Just as folks in Arizona, California, Maine, Nevada and numerous other states are studying the Taxpayer’s Bill of Rights as a means of constraining the spending habits of out-of-control politicians, Coloradans walked away.
It’s bad news for working families, but it’s not the end of the world.
Tax-cutting “zealots” and “radicals,” as we’re known around here – and there are about 533,000 of us still in Colorado at last count Tuesday – have plenty of other problems to worry about, namely Referendums E and F and G and so on.
How soon until we face our next fiscal crises? Days? Months?
Conservative bellyaching about voters being swindled, however, is a waste of time. Voters either see through deceitful campaigns and daily (sometimes twice daily) scare-mongering editorials or they don’t.
Likewise, a lawsuit to stop Referendum C, such as the one the Independence Institute’s Jon Caldara has floated, is equally a waste of time. Worse, it would undermine the will of the people.
So what happens next? Democrats have their victory – a huge tax increase. And as a bonus, they have front-row seats to a mud-wrestling match between conservatives and various apostates.
Will these two groups get together for a heartwarming “Kumbaya”? Practicality says they will. How boring.
“This wasn’t just a difference of opinion among Republicans; this got more personal than that,” says political analyst Eric Sonderman. “The zings being thrown back and forth, these were not philosophical; they got to be pretty down and dirty.”

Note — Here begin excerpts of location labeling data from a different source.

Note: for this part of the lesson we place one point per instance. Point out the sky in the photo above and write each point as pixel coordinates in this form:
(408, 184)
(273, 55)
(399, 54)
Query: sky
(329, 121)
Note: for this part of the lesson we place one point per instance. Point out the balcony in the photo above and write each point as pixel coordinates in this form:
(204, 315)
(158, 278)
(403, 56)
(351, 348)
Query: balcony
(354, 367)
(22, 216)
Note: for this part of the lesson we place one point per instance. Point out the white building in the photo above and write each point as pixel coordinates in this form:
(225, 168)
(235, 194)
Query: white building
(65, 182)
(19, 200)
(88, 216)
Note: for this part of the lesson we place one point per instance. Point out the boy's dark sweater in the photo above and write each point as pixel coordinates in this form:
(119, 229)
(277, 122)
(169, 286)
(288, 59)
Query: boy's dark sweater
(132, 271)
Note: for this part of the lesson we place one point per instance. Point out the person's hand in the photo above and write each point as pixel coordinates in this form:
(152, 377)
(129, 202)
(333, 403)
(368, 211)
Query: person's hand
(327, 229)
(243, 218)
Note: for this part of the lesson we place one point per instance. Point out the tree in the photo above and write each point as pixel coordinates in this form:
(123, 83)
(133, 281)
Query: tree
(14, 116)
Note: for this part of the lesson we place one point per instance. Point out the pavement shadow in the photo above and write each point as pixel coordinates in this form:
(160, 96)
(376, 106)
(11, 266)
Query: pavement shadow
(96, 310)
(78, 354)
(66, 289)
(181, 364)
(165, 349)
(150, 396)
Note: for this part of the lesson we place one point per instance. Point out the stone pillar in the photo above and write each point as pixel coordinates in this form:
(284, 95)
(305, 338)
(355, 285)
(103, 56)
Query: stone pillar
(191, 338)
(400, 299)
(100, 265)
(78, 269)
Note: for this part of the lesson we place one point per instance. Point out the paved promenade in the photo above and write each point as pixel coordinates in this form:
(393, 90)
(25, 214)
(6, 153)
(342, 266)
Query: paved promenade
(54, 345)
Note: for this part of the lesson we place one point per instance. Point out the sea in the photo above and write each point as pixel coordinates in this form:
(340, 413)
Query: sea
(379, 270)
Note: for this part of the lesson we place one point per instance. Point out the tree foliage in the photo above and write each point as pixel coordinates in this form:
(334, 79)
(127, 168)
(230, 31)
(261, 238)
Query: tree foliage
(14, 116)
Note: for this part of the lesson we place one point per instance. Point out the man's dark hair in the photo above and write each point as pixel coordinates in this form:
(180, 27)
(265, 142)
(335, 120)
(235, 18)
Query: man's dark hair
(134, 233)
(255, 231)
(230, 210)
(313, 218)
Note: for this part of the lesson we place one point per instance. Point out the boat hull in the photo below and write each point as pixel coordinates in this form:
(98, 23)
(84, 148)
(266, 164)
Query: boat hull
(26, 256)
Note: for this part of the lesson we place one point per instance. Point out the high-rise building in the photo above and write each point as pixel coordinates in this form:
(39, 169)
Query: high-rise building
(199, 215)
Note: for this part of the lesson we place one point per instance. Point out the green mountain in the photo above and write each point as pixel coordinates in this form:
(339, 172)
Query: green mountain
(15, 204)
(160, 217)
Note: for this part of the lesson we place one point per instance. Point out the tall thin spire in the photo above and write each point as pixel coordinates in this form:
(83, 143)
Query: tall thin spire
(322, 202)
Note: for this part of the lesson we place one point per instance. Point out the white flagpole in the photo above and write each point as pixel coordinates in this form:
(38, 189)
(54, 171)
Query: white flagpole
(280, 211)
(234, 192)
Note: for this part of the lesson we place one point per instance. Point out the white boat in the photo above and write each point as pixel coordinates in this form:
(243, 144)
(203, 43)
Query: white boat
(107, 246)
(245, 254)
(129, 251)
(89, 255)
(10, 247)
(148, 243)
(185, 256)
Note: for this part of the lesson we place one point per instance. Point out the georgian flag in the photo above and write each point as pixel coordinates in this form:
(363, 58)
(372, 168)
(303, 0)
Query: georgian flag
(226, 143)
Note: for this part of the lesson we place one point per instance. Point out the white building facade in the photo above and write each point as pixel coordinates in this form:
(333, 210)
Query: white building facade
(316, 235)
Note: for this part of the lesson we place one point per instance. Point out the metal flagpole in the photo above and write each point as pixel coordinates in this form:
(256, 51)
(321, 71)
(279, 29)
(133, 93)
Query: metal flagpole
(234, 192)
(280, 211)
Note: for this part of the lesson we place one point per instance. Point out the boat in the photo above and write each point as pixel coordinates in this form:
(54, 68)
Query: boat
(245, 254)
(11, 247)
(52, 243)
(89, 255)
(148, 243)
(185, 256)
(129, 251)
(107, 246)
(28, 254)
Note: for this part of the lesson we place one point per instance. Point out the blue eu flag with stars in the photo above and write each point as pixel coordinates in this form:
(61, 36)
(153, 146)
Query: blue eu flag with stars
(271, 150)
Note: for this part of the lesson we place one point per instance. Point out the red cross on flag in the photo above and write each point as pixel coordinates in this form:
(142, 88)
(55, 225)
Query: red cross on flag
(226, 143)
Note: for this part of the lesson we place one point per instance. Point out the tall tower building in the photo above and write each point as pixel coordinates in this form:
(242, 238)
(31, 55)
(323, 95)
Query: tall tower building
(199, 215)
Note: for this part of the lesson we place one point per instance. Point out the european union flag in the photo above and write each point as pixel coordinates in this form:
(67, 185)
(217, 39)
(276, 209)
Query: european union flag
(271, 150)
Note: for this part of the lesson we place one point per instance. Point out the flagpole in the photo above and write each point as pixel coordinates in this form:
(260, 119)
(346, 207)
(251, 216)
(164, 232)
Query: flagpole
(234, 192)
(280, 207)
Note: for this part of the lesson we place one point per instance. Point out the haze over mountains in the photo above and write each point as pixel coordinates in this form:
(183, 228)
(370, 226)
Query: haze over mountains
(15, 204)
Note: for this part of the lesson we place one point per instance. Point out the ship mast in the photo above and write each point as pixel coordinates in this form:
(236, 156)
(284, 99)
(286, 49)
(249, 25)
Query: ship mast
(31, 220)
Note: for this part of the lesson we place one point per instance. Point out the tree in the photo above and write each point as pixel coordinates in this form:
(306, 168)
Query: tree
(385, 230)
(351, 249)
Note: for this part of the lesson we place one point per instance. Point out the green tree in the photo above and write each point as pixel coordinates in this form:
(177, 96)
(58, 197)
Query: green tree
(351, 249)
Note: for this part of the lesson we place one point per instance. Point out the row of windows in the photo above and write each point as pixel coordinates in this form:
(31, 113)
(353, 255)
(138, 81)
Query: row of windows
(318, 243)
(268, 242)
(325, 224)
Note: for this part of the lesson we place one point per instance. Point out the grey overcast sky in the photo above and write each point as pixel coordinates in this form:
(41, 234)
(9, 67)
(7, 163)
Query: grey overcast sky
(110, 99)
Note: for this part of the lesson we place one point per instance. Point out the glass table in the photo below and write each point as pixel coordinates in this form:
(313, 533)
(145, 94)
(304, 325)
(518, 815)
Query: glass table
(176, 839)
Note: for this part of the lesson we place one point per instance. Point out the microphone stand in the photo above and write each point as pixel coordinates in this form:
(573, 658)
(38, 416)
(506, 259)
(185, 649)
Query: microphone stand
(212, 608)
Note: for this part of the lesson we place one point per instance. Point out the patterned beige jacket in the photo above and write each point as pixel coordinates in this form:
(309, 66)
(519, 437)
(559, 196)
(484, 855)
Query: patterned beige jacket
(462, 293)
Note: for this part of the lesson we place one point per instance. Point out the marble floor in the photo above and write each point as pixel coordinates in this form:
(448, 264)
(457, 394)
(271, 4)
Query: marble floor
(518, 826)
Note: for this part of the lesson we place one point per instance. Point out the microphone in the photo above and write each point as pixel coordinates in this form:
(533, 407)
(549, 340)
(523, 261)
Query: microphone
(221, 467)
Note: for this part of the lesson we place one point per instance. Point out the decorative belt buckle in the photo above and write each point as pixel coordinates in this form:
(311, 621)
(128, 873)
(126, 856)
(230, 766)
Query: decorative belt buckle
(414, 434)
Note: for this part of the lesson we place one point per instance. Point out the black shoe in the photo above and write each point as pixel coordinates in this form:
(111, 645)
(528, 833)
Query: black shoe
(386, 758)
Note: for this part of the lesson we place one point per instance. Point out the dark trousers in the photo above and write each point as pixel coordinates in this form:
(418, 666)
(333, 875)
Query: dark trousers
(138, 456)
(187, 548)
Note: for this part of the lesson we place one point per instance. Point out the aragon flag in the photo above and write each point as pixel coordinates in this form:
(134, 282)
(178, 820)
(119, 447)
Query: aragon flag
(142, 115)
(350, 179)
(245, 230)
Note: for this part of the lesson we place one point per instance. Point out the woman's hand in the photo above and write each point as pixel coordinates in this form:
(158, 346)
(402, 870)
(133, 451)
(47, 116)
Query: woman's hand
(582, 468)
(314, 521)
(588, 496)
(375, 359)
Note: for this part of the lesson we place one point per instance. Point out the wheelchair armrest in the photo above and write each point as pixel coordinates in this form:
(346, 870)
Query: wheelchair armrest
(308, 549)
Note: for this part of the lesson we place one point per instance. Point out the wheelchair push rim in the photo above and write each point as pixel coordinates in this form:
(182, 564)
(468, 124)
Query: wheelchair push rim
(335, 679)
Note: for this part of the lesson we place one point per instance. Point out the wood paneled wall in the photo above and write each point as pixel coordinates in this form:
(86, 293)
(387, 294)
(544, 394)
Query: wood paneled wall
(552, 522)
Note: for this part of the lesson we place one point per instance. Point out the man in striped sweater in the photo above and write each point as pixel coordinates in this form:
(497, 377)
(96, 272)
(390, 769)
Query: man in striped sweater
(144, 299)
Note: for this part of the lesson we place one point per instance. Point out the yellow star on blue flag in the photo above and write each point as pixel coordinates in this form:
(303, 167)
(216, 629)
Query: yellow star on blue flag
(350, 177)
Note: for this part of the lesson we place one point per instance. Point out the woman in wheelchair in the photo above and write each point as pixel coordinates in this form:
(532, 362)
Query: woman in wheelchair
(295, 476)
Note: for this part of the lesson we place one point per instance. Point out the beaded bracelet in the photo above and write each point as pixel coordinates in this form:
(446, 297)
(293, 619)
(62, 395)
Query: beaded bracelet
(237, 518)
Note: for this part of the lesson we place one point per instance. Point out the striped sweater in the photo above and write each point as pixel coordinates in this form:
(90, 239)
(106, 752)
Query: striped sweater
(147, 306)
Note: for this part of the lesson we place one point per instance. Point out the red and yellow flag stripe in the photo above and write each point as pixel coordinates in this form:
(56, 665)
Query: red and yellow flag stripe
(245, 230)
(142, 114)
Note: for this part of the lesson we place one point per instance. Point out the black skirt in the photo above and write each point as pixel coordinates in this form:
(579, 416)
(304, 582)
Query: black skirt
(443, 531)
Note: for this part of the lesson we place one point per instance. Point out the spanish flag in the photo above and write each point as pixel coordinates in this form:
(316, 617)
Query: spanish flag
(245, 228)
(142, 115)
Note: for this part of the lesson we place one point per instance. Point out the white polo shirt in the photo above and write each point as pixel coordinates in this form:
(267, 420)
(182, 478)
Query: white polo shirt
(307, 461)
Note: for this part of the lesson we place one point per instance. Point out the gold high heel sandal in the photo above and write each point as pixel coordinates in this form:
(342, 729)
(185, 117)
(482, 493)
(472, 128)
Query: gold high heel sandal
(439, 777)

We all know down and dirty is best. Not for personal reasons, but for ideological ones. Most of us don’t vote for politicians because we want to see bipartisan spooning. We vote for people who we believe will implement our belief system into policy.
Nationally, this has caused a mutiny of sorts. Conservatives have begun to push back when it comes to the unrestrained spending habits of the supposedly conservative Bush administration. They’ve had enough of the pork-producing plant, sometimes known as Congress.
They had no patience for the administration’s cronyism and mediocrity of a recent Supreme Court pick. Now, they have themselves a qualified and, hopefully, staunch defender of the Constitution.
Perhaps this trend will continue in Colorado. If pusillanimous Republicans can’t stand up for limited government, perhaps someone else can.
“There was a generalized perception that the state budget was a mess, and in 2004, it was looking like Republicans and the legislature were fiddling with all these fringe issues while Rome was burning,” Sonderman said.
They were fiddling around with silly social issues, and during the C and D campaign, they were fiddling around at the Mexican border or worried about hurting the governor’s feelings.
The dividing lines in the Republican Party, according to Sonderman, are between “governing” Republicans and “ideological” Republicans, who have a core philosophy.
But now that TABOR has been “fixed,” Sonderman explains, the average voter is going to perceive that the budget is healthy again, that state government is awash in funds.
“Given that, who do you want to give the car keys to?” wonders Sonderman. “The people who have been whining about TABOR for years or those who have traditionally been fiscal conservatives?”
Fact is, Democrats, who have been beating the pants off Republicans in this state for the past two years, have foreseen this dilemma.
In Sunday’s Post, for instance, Speaker of the House Andrew Romanoff – after quoting Ronald Reagan, no less – writes that, for the Democratic legislature, “accountability will be our watchword.”
That is great news, if it comes true.
Still, when a leading Democrat sounds more conservative than governing Republicans, you know something is wrong in Colorado.